Tracking community outreach and engagement activities among National Cancer Institute-designated cancer centers

Todd Burus 1,, Caree R McAfee 2, Pamela C Hull 3,4, Amy E Leader 5, Christopher McNair 6
PMCID: PMC11807429  PMID: 39312690

Abstract

The National Cancer Institute’s (NCI) Cancer Center Support Grant mandates that NCI-designated cancer centers establish a Community Outreach and Engagement (COE) component to help direct efforts at reducing cancer burden within their catchment areas. Despite the critical role of COE offices, little is known about how they track and evaluate outreach activities and outcomes. We gathered information on current practices from representatives of 40 out of 65 COE offices using an online survey. Although nearly all responding centers (97.5%) tracked COE activities, no consensus existed on resources used, and satisfaction with current solutions was mixed (51.0% not satisfied). Respondents expressed need for a centralized, standardized, and comprehensive tracking solution to capture outreach events and external partnerships, automate report generation, and ensure alignment with COE aims. This study highlights challenges COE offices face with resource limitations and a heterogeneity of activities to track, as well as the need for a standard evaluation framework.
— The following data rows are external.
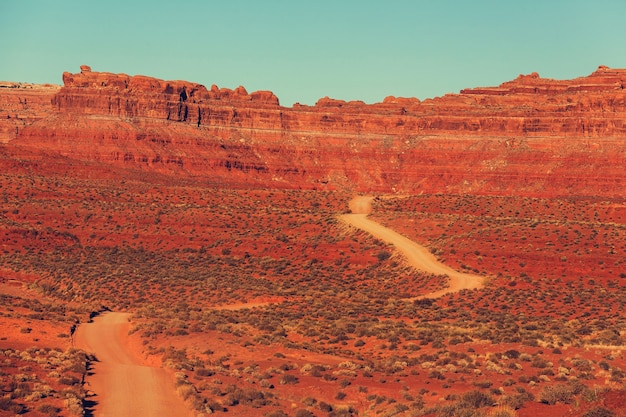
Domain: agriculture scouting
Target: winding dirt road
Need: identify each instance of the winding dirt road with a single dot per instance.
(124, 386)
(417, 256)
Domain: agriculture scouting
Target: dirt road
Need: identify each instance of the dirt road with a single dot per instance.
(417, 256)
(122, 384)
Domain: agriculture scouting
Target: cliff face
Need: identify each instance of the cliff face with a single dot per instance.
(530, 135)
(21, 105)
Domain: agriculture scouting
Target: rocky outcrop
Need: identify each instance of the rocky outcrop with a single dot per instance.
(530, 135)
(21, 105)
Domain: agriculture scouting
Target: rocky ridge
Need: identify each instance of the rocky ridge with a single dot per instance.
(530, 135)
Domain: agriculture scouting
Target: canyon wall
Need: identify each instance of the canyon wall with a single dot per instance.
(531, 136)
(21, 105)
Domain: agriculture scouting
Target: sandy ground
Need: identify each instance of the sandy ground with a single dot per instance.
(417, 256)
(123, 385)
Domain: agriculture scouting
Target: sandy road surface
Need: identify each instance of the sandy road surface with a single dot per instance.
(122, 384)
(418, 256)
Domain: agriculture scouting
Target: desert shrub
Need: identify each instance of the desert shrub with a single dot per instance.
(325, 407)
(204, 372)
(599, 412)
(48, 409)
(289, 379)
(556, 393)
(476, 399)
(502, 411)
(6, 404)
(383, 255)
(276, 413)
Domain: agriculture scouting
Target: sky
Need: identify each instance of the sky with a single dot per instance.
(303, 50)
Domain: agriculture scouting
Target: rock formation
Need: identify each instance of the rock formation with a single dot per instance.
(530, 135)
(21, 105)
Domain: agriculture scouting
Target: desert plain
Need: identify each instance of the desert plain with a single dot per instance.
(203, 250)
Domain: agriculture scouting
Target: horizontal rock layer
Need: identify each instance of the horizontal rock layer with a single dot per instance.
(530, 135)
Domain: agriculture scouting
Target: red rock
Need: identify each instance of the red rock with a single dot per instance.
(527, 136)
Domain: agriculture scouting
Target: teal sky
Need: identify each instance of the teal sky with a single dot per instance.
(303, 50)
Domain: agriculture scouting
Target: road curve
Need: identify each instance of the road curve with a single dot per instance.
(122, 384)
(416, 255)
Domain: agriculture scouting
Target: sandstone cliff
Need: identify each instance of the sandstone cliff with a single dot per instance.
(530, 135)
(21, 105)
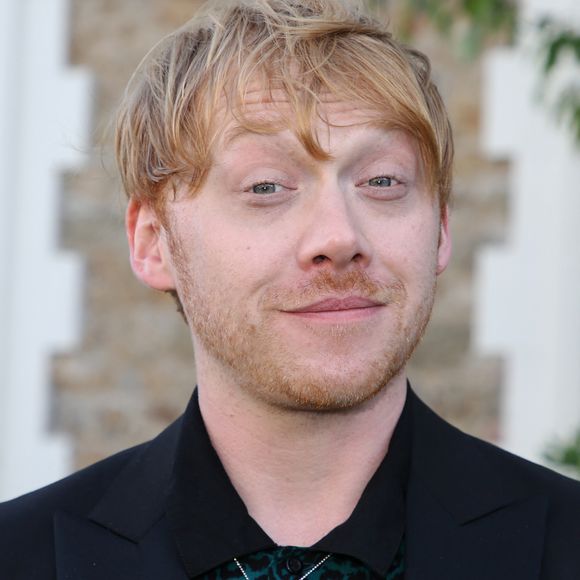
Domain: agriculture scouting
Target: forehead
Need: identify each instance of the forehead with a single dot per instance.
(271, 112)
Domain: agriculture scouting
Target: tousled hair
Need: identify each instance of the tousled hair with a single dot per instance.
(168, 120)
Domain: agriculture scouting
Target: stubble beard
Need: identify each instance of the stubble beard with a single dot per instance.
(260, 361)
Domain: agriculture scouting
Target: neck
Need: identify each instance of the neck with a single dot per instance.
(299, 473)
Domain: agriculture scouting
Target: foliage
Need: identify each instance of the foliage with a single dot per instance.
(560, 42)
(478, 21)
(566, 455)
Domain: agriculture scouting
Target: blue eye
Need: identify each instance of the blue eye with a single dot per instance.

Starting in 2012, funding under the National Cancer Institute’s (NCI) Cancer Center Support Grant called for NCI-designated cancer centers to maintain a geographically defined catchment area in which they focus research and outreach to help reduce cancer burden (1,2). Current funding requirements include the establishment of a Community Outreach and Engagement (COE) component that engages community partners to inform research priorities, facilitate clinical trial accruals, and direct cancer prevention and control efforts within the catchment area (3). Reporting progress on these goals requires accurately tracking relevant COE activities and outcomes; however, the mechanisms by which individual cancer centers currently handle such tracking needs is unknown.

We prepared an 8-question online anonymous survey in REDCap for the purposes of 1) capturing information about current resources being used to track COE activities among US cancer centers, and 2) gathering opinions about the sufficiency of current solutions and what ideal solutions should include (Supplementary Methods, available online). The survey was distributed across the American Association of Cancer Institutes (AACI) COE email Listserv on May 3 and July 8, 2024. This Listserv consists of leadership and staff in COE offices across AACI-affiliated institutions. All Listserv subscribers had access to submitted responses, and participation was voluntary. Analysis was restricted to respondents from NCI-designated cancer centers. The University of Kentucky Institutional Review Board determined this study to be for quality improvement and thus not human subject research.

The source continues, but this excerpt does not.